Sustainability is our language, which has survived because our people are innovative and resilient. Sustainability is being supported in our efforts from the community. Our ancestors have lived on these lands since time immemorial. We are still here reclaiming the education of our children and grounding that education in our language and culture, so that our children will continue to thrive for generations to come. That is sustainability.
The experiences above have plagued many Native people engaged in nonprofit and community development. We often feel ashamed and traumatized for thinking that our community goals to heal and thrive on our own terms do not match nicely with the broader goals of philanthropy (or people in philanthropy).
The narrowing philanthropic focus on things like return on investment, large-scale numeric impact, replication, and generalization dismisses sustainability in Native communities. We are focused on nurturing the spirit, mind, body, physical, and spiritual environments. The differences in how we envision community-based work and sustainability may explain why Native-led nonprofits receive less than six-tenths of one percent of large foundation dollars.

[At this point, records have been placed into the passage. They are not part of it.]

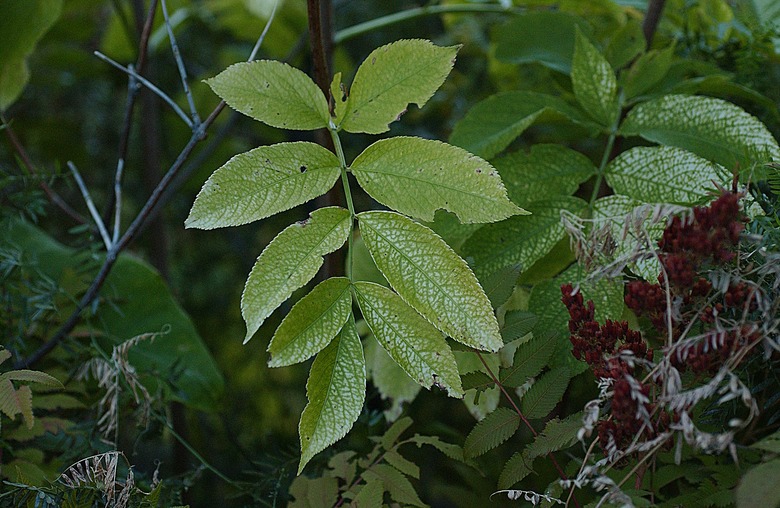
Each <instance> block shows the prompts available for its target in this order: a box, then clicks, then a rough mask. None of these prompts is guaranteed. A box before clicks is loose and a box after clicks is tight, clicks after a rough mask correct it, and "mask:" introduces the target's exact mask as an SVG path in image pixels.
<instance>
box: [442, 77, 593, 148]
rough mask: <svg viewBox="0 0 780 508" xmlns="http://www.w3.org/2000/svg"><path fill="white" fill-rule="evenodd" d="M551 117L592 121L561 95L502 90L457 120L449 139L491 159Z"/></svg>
mask: <svg viewBox="0 0 780 508" xmlns="http://www.w3.org/2000/svg"><path fill="white" fill-rule="evenodd" d="M548 118H552V119H568V120H571V121H574V122H577V123H582V124H585V125H588V124H590V123H591V120H590V119H589V118H588V117H587V116H586V115H585V114H584V113H583V112H581V111H580V110H579V109H577V107H576V106H572V105H570V104H569V103H567V102H566V101H564V100H563V99H561V98H559V97H555V96H553V95H547V94H542V93H537V92H525V91H514V92H502V93H499V94H496V95H492V96H490V97H488V98H487V99H485V100H483V101H481V102H478V103H477V104H476V105H475V106H474V107H473V108H471V109H470V110H469V112H468V113H466V116H465V117H463V118H462V119H461V120H460V121H459V122H458V123H457V124H455V128H454V129H453V131H452V135H451V136H450V143H452V144H453V145H457V146H459V147H461V148H464V149H466V150H468V151H469V152H471V153H473V154H476V155H478V156H480V157H484V158H485V159H491V158H493V157H494V156H495V155H496V154H498V153H499V152H501V151H503V150H504V148H506V147H507V146H509V144H510V143H511V142H512V141H514V140H515V139H516V138H517V137H518V136H519V135H520V134H522V133H523V132H524V131H525V130H526V129H527V128H528V127H530V126H531V125H533V124H534V123H535V122H536V121H537V120H539V121H542V120H545V119H548Z"/></svg>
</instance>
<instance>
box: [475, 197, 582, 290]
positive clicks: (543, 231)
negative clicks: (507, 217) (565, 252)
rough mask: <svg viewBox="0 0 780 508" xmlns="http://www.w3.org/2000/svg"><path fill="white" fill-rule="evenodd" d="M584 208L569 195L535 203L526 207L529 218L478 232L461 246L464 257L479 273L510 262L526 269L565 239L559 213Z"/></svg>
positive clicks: (562, 226)
mask: <svg viewBox="0 0 780 508" xmlns="http://www.w3.org/2000/svg"><path fill="white" fill-rule="evenodd" d="M586 206H587V205H586V203H585V202H584V201H583V200H581V199H579V198H574V197H568V196H559V197H555V198H551V199H546V200H543V201H536V202H534V203H532V204H530V205H528V210H529V211H530V212H531V215H528V216H517V217H510V218H509V219H507V220H505V221H503V222H500V223H498V224H488V225H486V226H484V227H482V228H481V229H479V230H478V231H477V232H476V233H474V234H473V235H472V236H471V238H469V239H468V240H467V241H466V243H465V244H464V245H463V255H464V256H467V257H471V258H473V260H474V262H473V266H474V269H475V271H477V273H479V274H485V273H491V272H493V271H495V270H497V269H499V268H501V267H504V266H507V265H510V264H513V263H517V264H519V265H520V266H522V267H523V268H526V269H527V267H530V266H531V265H533V264H534V263H535V262H536V261H537V260H539V259H541V258H542V257H544V255H545V254H547V253H548V252H549V251H550V249H552V248H553V246H555V244H557V243H558V242H559V241H560V240H561V239H562V238H563V237H564V235H565V233H564V230H563V225H562V224H561V210H568V211H570V212H572V213H574V214H579V213H580V212H581V211H582V210H583V209H585V207H586Z"/></svg>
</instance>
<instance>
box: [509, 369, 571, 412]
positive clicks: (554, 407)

How do we create a more conducive environment for Indigenous fundraisers?
First, foundations would be well served to look within and ask themselves the following: Where do our values come from? How was the wealth of our foundation created? What communities were disrupted in the creation of our foundation’s wealth? Who holds power in our foundation? What do we call the organizations that we fund? Why do we call them that?
We can understand the origins of wealth and community disruption in the US by asking and truthfully answering these questions. The answers will highlight the need for foundations to invest in communities, places, and issue areas that were systematically disrupted—often in ways that ultimately supported the compounded growth of foundation assets. It is my hope that reflection on these questions will lead to the creation of philanthropic coalitions that seek to learn from and visit with indigenous nonprofit leaders and communities.
There have been a great number on conversations of power-sharing in philanthropy. Sharing power starts with truth, including historical truths surrounding the creation of foundation wealth. Sharing power starts with acknowledging that wealth is not neutral, and that we need to unpack the values associated with how wealth was created but also how it is given. Do those values match the goals of communities? Power sharing acknowledges the need to do and support work with us and not for us.
At KCLC, many of the foundation partners we work with are the exception and not the rule. I am grateful for many of our foundation partners for their openness and our ability to engage in deep and honest conversations.
My grandfather always told us to give and do for people with love and an open heart. Whether you give money, your time, your talents, your knowledge, your hands to help, blessings will be returned in other ways…and that is wealth.